Das Gesicht des Todes. Sachbuch.
Toni Feller, Heyne, März 2011

Das Gesicht des Todes

Seit 1985 ist er bei der Mordkommission in Karlsruhe, verglichen mit München oder Berlin eher ein ruhiges Plaster. Aber 2-10 Morde pro Jahr sind zwar nicht so spektakulär wie die zahlreichen Großstadtfälle, doch bedrückend sind sie allemal.

Vor allem, dass die Opfer meist ausgeblendet werden, stört Feller. Dass die Mörder große Publizität geniessen, oft ihre Privatsphäre geschützt wird, aber niemand an die Opfer denkt. Da hat er sicher recht - und doch nützt diese Erkenntniss leider wenig. Denn auch in seinem Buch stehen die Täter im Vordergrund. Kein Wunder bei einem Mordermittler, dessen Aufgabe es nun mal ist die Mörder zu fassen. Aber auch die Öffentlichkeit - und das sind wir alle - interessiert sich meist viel mehr für die Taten und die Täter als für die Opfer. Das gilt nicht nur für die Täter aus der RAF. Mit deren Taten wurde er als junger Polizist konfrontiert. Wie aufgeheizt die Atmosphäre damals war, zeigt sein Bericht, als er mit einem älteren Kollegen aufgrund einer Zeugenaussage die angebliche Zuflucht Christian Klars mit gezogener Pistole stürmt. Doch statt eines gefährlichen Mörders erwischen die Beamten nur einen Transvestit, der zwar auch nicht ganz gesetzeskonform handelte - er hatte sein Gewerbe (Prostitution) nicht ordnungsgemäß angemeldet - aber ganz sicher nicht der gefährliche Verbrecher war, den man normalerweise mit gezogener Pistole verhaften würde. Dafür lehrte es den jungen Polizisten einiges, als er die Blicke der Kollegen sah, die dem Transvestiten auf dem Revier begehrlich folgten, ohne zu ahnen, dass sie einem Mann hinterher starrten und keiner Frau. Auch eine Lehre für den jungen Mann.

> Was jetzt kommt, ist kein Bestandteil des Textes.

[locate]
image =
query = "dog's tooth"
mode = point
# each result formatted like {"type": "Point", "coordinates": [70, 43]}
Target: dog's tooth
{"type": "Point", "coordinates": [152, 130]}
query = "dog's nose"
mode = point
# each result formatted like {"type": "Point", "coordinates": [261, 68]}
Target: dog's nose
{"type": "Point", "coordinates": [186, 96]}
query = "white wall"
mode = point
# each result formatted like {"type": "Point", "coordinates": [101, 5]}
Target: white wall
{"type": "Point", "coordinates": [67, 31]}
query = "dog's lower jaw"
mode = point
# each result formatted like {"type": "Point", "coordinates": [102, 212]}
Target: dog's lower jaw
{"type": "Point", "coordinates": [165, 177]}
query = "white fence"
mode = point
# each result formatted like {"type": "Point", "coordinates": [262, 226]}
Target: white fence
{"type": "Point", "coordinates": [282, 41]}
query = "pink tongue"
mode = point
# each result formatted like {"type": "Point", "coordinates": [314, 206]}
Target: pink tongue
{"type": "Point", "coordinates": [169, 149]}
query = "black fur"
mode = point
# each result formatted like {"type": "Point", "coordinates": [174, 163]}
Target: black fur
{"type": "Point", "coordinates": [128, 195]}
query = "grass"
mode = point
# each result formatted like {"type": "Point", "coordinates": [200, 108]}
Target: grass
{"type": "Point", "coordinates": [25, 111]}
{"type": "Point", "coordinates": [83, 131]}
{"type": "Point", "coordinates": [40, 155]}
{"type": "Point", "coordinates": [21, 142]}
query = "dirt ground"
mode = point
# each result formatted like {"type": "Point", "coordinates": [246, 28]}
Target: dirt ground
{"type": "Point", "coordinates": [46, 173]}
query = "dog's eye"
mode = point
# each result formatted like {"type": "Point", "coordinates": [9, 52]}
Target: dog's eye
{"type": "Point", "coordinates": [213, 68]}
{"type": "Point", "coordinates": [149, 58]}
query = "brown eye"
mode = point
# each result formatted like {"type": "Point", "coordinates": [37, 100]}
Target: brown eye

Ganz unterschiedlich sind die Fälle. Inge Mack, die immer wieder an die falschen Männer geriet und einen davon töte, ein mildes Gericht fand und selbst Feller hatte irgendwo Mitleid mit der Täterin. Der Amokläufer, der eine Spur des Todes hinter sich herzieht und nur mit Mühe und zahlreichen Polizisten endlich gefasst werden konnte; der Freigänger, der Freigang bekam, obwohl im ersten Gefängnis sowohl der Gefängnisdirektor wie der Psychiater dringend davon abrieten, der aber über seine Familie und deren Verbindungen zu Landtagsabgeordneten dann doch Freigang zugesprochen bekam, sofort wieder mordete und nur mit Schwierigkeiten überführt werden konnte. Eine Leiche, die verbrennen sollte, aber noch rechtzeitig gefunden wurde. Ein Mordfall ohne Leiche, der Täter ein Junge aus gutem Hause, mit Rechtsverdreher von den Eltern bezahlt und zwei Schwerkriminelle, die aus Mitleid mit dem Opfer die Wahrheit sagten und so doch zur Verurteilung führten. Ein brutaler Schwulenmord und eine Mutter, die ihr Kind verbrannte und der Feller auf die Spur kam, weil er einmal ein psychologisches Gutachten über "Deprivationsstörungen" gelesen hatte, das ihn jetzt auf die richtige Fährte setzte. Und wieder Heinrich Pommerenke, der in den Fünfziger Jahren bewies, dass auch in der guten alten Zeit nicht alles friedlich war.

Mit vielen interessanten Details, Beispielen, dass die Rechtsmedizin auch irren kann, wie alle Menschen und manchmal deshalb die Ermittlungen behindert, ebenfalls viele Zitate aus Interview ist es ein informatives Buch. Der Schreibstil allerdings ist gewöhnungsbedürftig, manchmal holpert er und so sicher wie sein Kollege Josef Wilfert in „Abgründe: Wenn aus Menschen Mörder werden“ formuliert Toni Feller nicht.